Deux nouveaux drames dans la Manche. Quatre migrants sont morts dans la nuit du vendredi 4 au samedi 5 octobre, en tentant de gagner l'Angleterre à bord de deux embarcations, a annoncé le préfet du Pas-de-Calais. "Le bilan est très lourd", a déploré Jacques Billant lors d'un point-presse, samedi après-midi. Voici ce que l'on sait de ce drame.

Quatre morts, dont un enfant de 2 ans

Dans la nuit, deux hommes, une femme et un enfant sont morts. Ce dernier, âgé de 2 ans, a été récupéré inanimé à bord d'une embarcation et n'a pas pu être sauvé. Selon les premiers éléments, l'enfant, né en Allemagne d'une mère d'origine somalienne de 24 ans, a été "écrasé" après une bousculade dans le canot pneumatique, a rapporté le procureur de la République de Boulogne, Guirec Le Bras, présent au côté du préfet lors du point-presse.

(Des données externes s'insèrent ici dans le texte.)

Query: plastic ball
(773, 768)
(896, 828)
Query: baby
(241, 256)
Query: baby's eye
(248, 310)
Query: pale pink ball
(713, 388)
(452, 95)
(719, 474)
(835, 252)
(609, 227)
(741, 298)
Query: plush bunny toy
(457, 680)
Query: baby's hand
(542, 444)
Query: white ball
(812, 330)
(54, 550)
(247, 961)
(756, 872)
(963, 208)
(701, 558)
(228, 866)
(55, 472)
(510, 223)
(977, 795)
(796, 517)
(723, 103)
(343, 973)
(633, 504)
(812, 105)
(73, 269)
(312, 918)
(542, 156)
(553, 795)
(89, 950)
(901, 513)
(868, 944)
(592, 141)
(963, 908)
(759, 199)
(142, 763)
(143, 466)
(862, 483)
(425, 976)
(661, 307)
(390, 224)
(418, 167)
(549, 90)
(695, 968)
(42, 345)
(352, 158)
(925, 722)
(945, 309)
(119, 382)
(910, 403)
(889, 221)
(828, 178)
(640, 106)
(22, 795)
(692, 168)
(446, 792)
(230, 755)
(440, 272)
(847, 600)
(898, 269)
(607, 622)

Lors d'une autre tentative de traversée, les marins ont également découvert "trois personnes inanimées au fond d'un petit bateau, vraisemblablement écrasées, étouffées et noyées au moment de bousculades dans les 40 cm d'eau au fond de l'embarcation pneumatique", a décrit Jacques Billant. Il s'agit d'une femme vietnamienne et de deux hommes d'origine africaine, âgés " d'environ 30 ans tous les trois"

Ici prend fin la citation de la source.